Row-wise metric-driven pruning as in TRIM (Dong et al., 19 May 2025) assigns per-output-dimension sparsity, focusing preservation on dimensions that most impact decoding performance.
Activation sparsity and structured N:M sparsity (e.g., Amber Pruner (An et al., 4 Aug 2025)) apply structured pruning, particularly in the compute-intensive prefill phase, leaving the sensitive decode pathway less affected.
Attribution-guided and circuit-level pruning (Hatefi et al., 16 Jun 2025) further enable correction and refinement of model behavior, including for safety-critical use cases (e.g., filtering undesired outputs during decoding).

7. Limitations and Future Research Directions

While targeted pruning enables sizable gains, several open areas remain:

Dynamic memory management for constructing pruned subgraphs on the fly without incurring excessive allocation overhead.
MoE and beyond-dense architectures require specialized pruning mechanisms that account for gating and expert selection in PD-disaggregated settings.
Adaptive and workload-aware pruning: Future systems may adjust pruning levels at runtime, responding to changes in traffic, model architecture, or system constraints.
Integration with quantization and other compression methods, finding joint optima across multiple axes of efficiency.
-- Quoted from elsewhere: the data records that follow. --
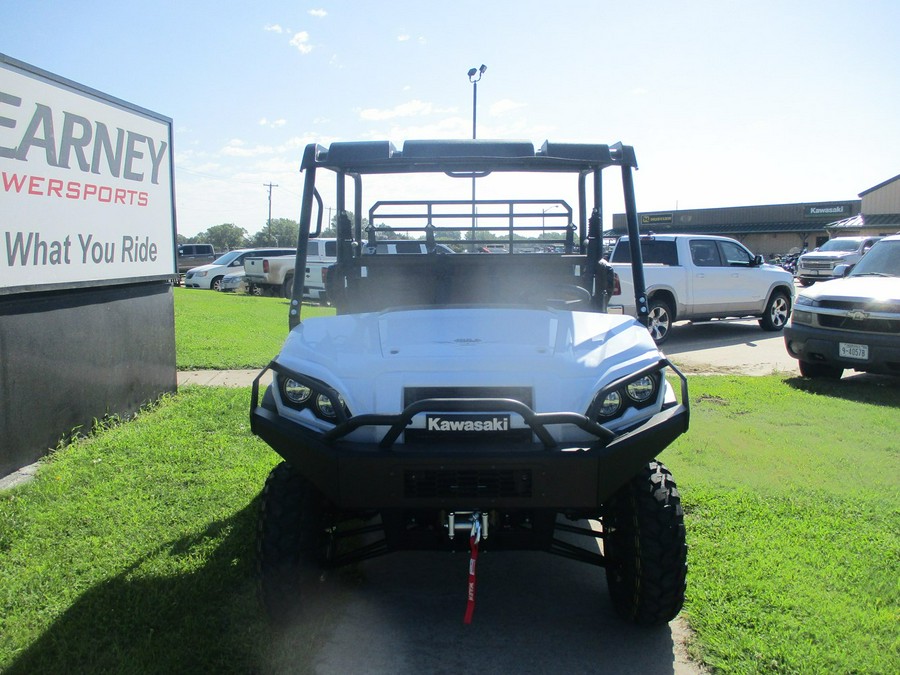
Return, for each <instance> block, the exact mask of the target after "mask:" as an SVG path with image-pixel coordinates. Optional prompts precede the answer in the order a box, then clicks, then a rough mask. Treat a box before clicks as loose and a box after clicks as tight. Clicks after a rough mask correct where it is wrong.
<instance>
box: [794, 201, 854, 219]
mask: <svg viewBox="0 0 900 675" xmlns="http://www.w3.org/2000/svg"><path fill="white" fill-rule="evenodd" d="M803 215H804V217H806V218H832V219H837V218H845V217H847V216H849V215H850V205H849V204H810V205H807V206H804V207H803Z"/></svg>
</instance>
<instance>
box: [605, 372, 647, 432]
mask: <svg viewBox="0 0 900 675" xmlns="http://www.w3.org/2000/svg"><path fill="white" fill-rule="evenodd" d="M661 381H662V376H661V375H660V374H659V373H651V374H649V375H642V376H640V377H637V378H635V379H633V380H629V381H627V382H624V383H622V384H619V385H616V386H615V387H614V388H612V389H606V390H604V391H602V392H600V393H598V394H597V396H596V397H595V398H594V402H593V403H592V404H591V408H590V410H589V411H588V416H589V417H591V418H593V419H596V420H597V421H598V422H600V423H601V424H603V423H605V422H609V421H611V420H612V419H614V418H616V417H619V416H620V415H622V414H624V413H625V411H626V410H627V409H628V408H646V407H647V406H650V405H653V403H654V402H655V401H656V400H657V399H658V398H659V387H660V382H661Z"/></svg>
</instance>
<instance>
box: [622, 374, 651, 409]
mask: <svg viewBox="0 0 900 675" xmlns="http://www.w3.org/2000/svg"><path fill="white" fill-rule="evenodd" d="M655 392H656V383H655V381H654V380H653V378H652V377H650V376H649V375H645V376H644V377H642V378H640V379H638V380H635V381H634V382H629V383H628V384H627V385H626V386H625V393H626V394H628V398H630V399H631V400H632V401H634V402H635V403H645V402H647V401H648V400H649V399H650V397H651V396H653V394H654V393H655Z"/></svg>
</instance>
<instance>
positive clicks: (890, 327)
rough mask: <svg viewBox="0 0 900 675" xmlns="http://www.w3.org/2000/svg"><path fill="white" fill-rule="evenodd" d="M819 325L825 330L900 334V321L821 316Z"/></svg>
mask: <svg viewBox="0 0 900 675" xmlns="http://www.w3.org/2000/svg"><path fill="white" fill-rule="evenodd" d="M819 325H820V326H822V327H823V328H835V329H838V330H850V331H856V332H860V333H888V334H890V333H894V334H900V320H897V321H892V320H889V319H862V320H857V319H851V318H849V317H846V316H833V315H830V314H819Z"/></svg>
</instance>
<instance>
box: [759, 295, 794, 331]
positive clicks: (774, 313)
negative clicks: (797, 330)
mask: <svg viewBox="0 0 900 675" xmlns="http://www.w3.org/2000/svg"><path fill="white" fill-rule="evenodd" d="M790 316H791V299H790V298H789V297H788V296H787V294H785V293H784V292H783V291H776V292H775V293H772V297H771V298H769V302H767V303H766V311H765V312H763V315H762V318H760V320H759V325H760V326H761V327H762V329H763V330H768V331H776V330H782V329H783V328H784V325H785V324H786V323H787V320H788V318H790Z"/></svg>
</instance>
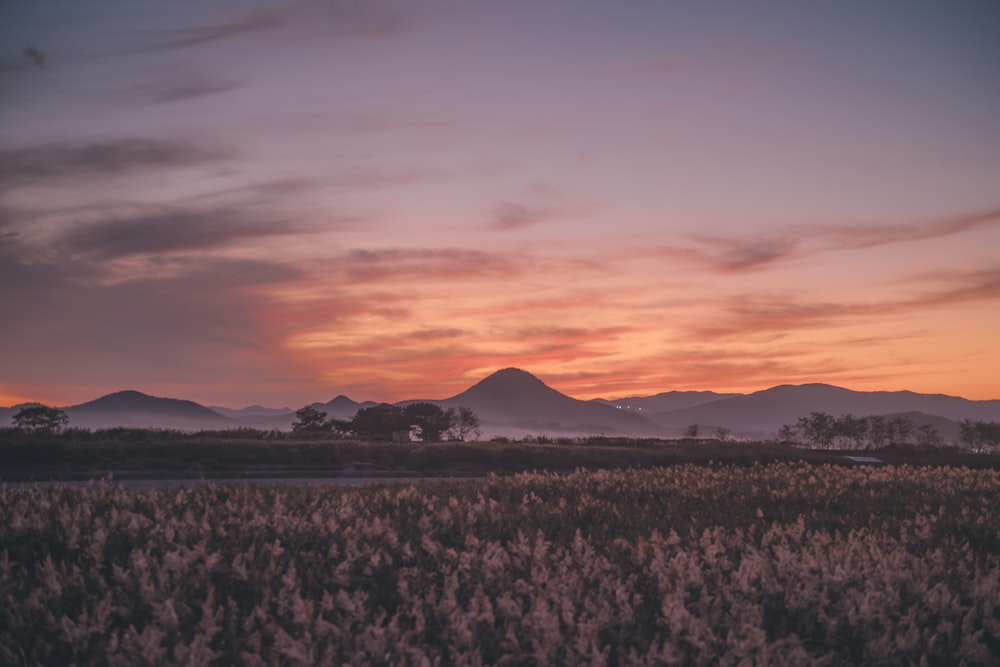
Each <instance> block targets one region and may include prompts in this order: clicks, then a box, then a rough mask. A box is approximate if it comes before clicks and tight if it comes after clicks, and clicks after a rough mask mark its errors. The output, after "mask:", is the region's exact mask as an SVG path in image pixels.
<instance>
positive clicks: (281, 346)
mask: <svg viewBox="0 0 1000 667" xmlns="http://www.w3.org/2000/svg"><path fill="white" fill-rule="evenodd" d="M998 331H1000V3H997V2H994V1H993V0H981V1H972V0H954V1H949V2H945V1H944V0H940V1H935V2H930V1H925V0H906V1H903V0H897V1H889V0H887V1H885V2H877V3H873V2H867V1H858V0H849V1H845V2H825V3H818V2H799V1H792V0H789V1H786V2H776V1H762V2H753V3H748V2H735V1H734V2H711V3H703V2H694V1H691V2H682V1H678V2H665V1H661V0H621V1H616V2H611V1H609V0H602V1H597V0H563V1H559V0H502V1H501V0H462V1H457V0H397V1H391V0H389V1H382V0H364V1H362V0H326V1H318V0H317V1H308V0H280V1H278V0H275V1H273V2H263V1H255V0H197V1H193V0H192V1H189V0H173V1H172V2H169V3H153V2H137V1H136V0H89V1H88V2H86V3H83V2H78V1H77V0H72V1H66V2H59V1H55V0H3V2H2V3H0V405H13V404H16V403H19V402H22V401H28V400H36V401H41V402H44V403H46V404H49V405H58V406H62V405H72V404H76V403H80V402H83V401H87V400H91V399H94V398H96V397H98V396H101V395H103V394H106V393H110V392H112V391H117V390H122V389H136V390H139V391H143V392H145V393H148V394H152V395H157V396H171V397H178V398H185V399H190V400H195V401H198V402H200V403H203V404H206V405H223V406H230V407H240V406H245V405H249V404H255V403H256V404H263V405H268V406H275V407H279V406H290V407H293V408H295V407H299V406H301V405H304V404H306V403H309V402H312V401H326V400H329V399H331V398H333V397H334V396H336V395H338V394H346V395H348V396H350V397H352V398H354V399H356V400H386V401H397V400H403V399H412V398H445V397H448V396H451V395H454V394H456V393H458V392H460V391H462V390H464V389H465V388H467V387H468V386H470V385H472V384H474V383H475V382H477V381H479V380H481V379H483V378H484V377H486V376H488V375H489V374H490V373H492V372H494V371H496V370H498V369H501V368H505V367H511V366H513V367H519V368H523V369H525V370H527V371H529V372H532V373H534V374H535V375H537V376H538V377H539V378H541V379H542V380H543V381H545V382H546V383H547V384H549V385H550V386H552V387H554V388H556V389H558V390H560V391H563V392H564V393H567V394H569V395H571V396H574V397H577V398H583V399H587V398H594V397H605V398H617V397H622V396H634V395H649V394H655V393H658V392H662V391H671V390H714V391H721V392H752V391H757V390H760V389H765V388H768V387H771V386H774V385H778V384H804V383H811V382H825V383H830V384H835V385H839V386H843V387H848V388H851V389H857V390H901V389H908V390H913V391H918V392H924V393H945V394H952V395H958V396H964V397H966V398H972V399H998V398H1000V345H998V344H997V340H998V333H997V332H998Z"/></svg>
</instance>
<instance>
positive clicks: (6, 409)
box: [0, 403, 43, 428]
Comprehensive system integration of these strategies will be required to fully realize performance gains across diverse model types, hardware architectures, and serving workloads.

In summary, targeted pruning for prefill–decode disaggregation unifies sensitivity-aware block removal, token/layer-aware KV cache reduction, and iterative optimization. When deployed in modern LLM inference systems, these techniques not only accelerate serving by over 20% but also drastically reduce data transfer bottlenecks, especially under distributed or heterogeneous-resource deployment. Empirical evidence indicates that leveraging stage-level characteristics is critical: conservative pruning in prefill, aggressive and token-aware strategies in decode, and dynamic orchestration driven by system workload all contribute to an efficient, scalable, and adaptable LLM serving stack (Zhang et al., 29 Aug 2025, Singh et al., 25 Dec 2024, Dong et al., 19 May 2025, Liu et al., 22 Sep 2025).